James Turrell’s groundbreaking installation of light at the Guggenheim has closed. Even without seeing it, it has opened my heart a bit further, by one more increment cleansing the doors of my perception, allowing me another, perhaps deeper glimpse of the Infinite. “Instead of depicting light,” Turrell said in an interview, “I wanted the work to be light.” And so it was, apparently.
S. Brent Plate, visiting associate professor of religious studies at Hamilton College, wrote of the installation that it “presents its viewers with light in myriad dazzling forms. His colorful artworks challenge our perceptions, our sense of space, and our place within that strangely lit environment. Things are not what they appear. As we get our bearings, God comes into focus.”
Turrell’s intent, and Plate’s description of what he achieved, reminded me of the experience Walt Whitman described when he grew “tired and sick” of a lecture about astronomy, “Till rising and gliding out I wander’d off by myself, / In the mystical moist night-air, and from time to time, / Look’d up in perfect silence at the stars” (“When I Heard the Learn’d Astronomer”).
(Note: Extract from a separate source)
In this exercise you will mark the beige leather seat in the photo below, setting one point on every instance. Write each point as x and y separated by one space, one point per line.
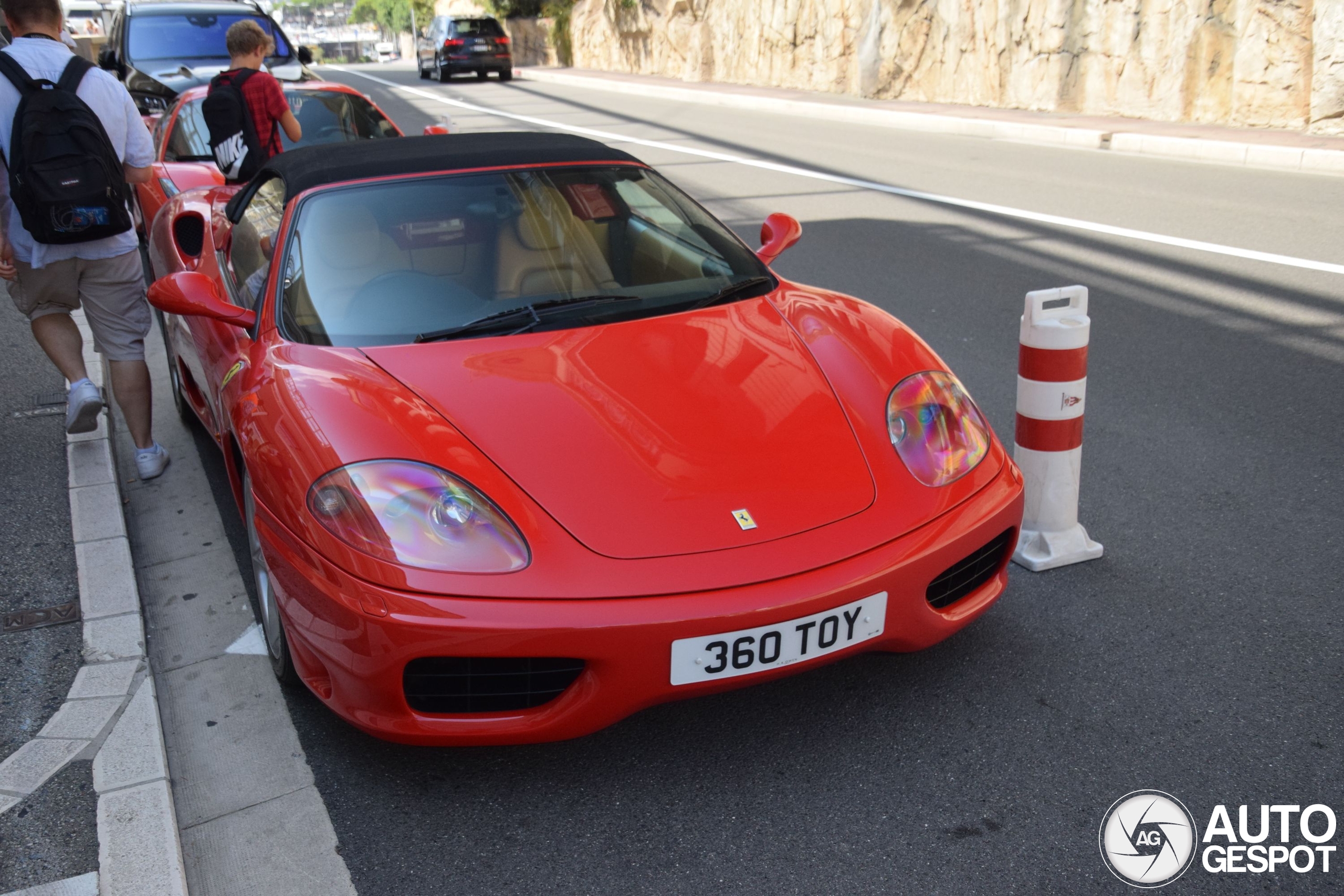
549 250
343 250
It seems I’ve spent the best part of my life lecturing about astronomy, preaching to one congregation or another about the experience of seeing the reign of God that Jesus said is spread out upon the earth (Gospel of Thomas 113), and feeling that people don’t see any more clearly or frequently than they did in his day. There are those who listen to lectures about astronomy, and there are those who look up in perfect silence at the stars.
I need to get out more. And to trust that maybe the best part of my life is still ahead of me.